Evidence: instead of studying for my midterm on bilingualism that I have tomorrow, I'm spending my time a) doing laundry, b) eating myself out of apartment and home, and c) rediscovering cool old bookmarks filed under "For 13YoC." Apparently Domino Magazine is shutting down soon, which is such a shame! The magazine is "the guide to living with style," and this article about decorating your rental place speaks a lot to their mission.

Relevance: we're in a recession, HI. I don't know that this fact necessarily affects me, because my family has always been pretty below-average, and then I became a college student, which automatically meant I became even poorer, as my friend S likes to remind us all, while she goes and gets herself temporarily suspended for protesting the cost of NYU.

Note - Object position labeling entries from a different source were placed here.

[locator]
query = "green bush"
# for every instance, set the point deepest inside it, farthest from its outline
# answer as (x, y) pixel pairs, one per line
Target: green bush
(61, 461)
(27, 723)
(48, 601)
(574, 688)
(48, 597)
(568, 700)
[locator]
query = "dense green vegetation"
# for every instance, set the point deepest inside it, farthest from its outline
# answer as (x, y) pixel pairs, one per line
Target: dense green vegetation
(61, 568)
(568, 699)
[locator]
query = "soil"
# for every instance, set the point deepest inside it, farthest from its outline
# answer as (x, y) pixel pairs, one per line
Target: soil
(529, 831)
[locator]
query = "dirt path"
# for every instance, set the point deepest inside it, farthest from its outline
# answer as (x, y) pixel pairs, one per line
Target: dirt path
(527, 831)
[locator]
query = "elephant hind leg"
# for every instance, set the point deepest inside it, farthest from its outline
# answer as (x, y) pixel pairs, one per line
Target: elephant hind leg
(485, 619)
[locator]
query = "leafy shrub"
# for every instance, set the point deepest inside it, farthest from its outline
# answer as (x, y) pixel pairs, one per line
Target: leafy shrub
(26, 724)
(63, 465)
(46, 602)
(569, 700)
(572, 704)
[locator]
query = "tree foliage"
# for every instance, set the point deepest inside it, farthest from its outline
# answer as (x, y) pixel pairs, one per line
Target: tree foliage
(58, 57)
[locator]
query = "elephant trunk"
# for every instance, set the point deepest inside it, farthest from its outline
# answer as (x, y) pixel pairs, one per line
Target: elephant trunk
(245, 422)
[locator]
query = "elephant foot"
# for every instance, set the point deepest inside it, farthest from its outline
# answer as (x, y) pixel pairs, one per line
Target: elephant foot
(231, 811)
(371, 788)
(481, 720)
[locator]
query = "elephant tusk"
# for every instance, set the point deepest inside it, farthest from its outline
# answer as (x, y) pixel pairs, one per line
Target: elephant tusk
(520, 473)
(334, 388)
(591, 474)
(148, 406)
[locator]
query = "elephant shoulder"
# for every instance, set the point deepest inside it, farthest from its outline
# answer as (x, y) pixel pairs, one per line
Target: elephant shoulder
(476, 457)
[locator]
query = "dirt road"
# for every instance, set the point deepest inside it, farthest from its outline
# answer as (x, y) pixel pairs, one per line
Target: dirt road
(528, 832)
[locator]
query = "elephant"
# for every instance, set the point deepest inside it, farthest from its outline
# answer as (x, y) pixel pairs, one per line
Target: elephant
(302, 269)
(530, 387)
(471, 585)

But still Domino's slideshow appeals to me, because it applies to so many people right now, and they make cheap look awesome. I especially love their idea of lengthening the look of your sad little workspace, making it into something reminiscent of the tents at my epic 6th grade Greek & Roman activity day.

As a side note: I'm going to start de-cluttering (ha!) my tags, because somehow over the course of the past 9 months, this situation has turned really fruity and whimsical, with tags like "emotional" and "introspection" taking over. I'm just afraid that soon I'll be getting into tags like "existential rainbow speculation" if I don't end this soon.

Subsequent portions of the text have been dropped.